Brotherhood’s thirst for power splits Egypt into two: Egyptians and Islamists

CAIRO – A coalition of Egyptian Islamist parties on Monday called for an “open-ended” demonstration on Friday in support of President Mohamed Morsi two days before planned rallies against him, raising fears of violence.

The alliance is calling for a “million-man march” followed by an open-ended protest outside the Rabaa al-Adawiya mosque in Egypt’s Nasr City under the slogan “legitimacy is a red line”, Morsi’s Freedom and Justice Party said in a statement on its website.

The call comes a day after the defence minister warned that the army will intervene if violence breaks out.

Opposition-backed protesters have called for mass protests on June 30, accusing Morsi of concentrating power in the hands of his powerful Muslim Brotherhood movement and failing the revolution that brought him to the presidency.

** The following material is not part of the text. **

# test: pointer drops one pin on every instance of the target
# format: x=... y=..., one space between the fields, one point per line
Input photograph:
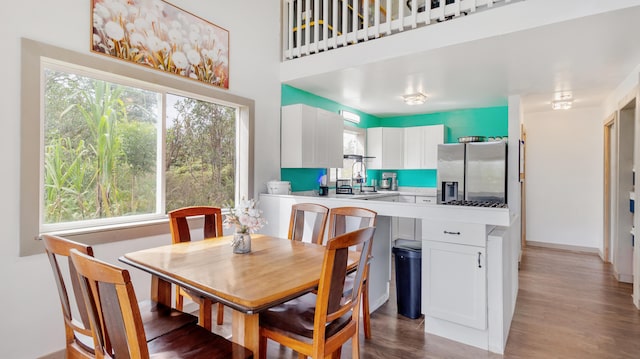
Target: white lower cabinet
x=454 y=283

Egypt is deeply polarised. Morsi’s supporters say he is clearing institutions of decades of corruption, but his critics accuse him of concentrating power in the hands of the Muslim Brotherhood.

Since taking office a year ago, Morsi has squared off against the judiciary, media, police and most recently artists.

Leading opponent Mohamed ElBaradei, a former chief of UN nuclear watchdog the International Atomic Energy Agency, urged the president to resign for the sake of national unity.

“For Egypt’s sake, I call on President Mohamed Morsi to resign and give us the opportunity to begin a new phase based on the principles of the revolution, which are freedom and social justice,” ElBaradei said.

A campaign dubbed Tamarod (rebellion in Arabic) first called the anti-Morsi rally to coincide with the first anniversary of his taking office.

Egypt has been rocked by violence over the past year, with political divisions spilling onto the streets in sometimes deadly confrontations.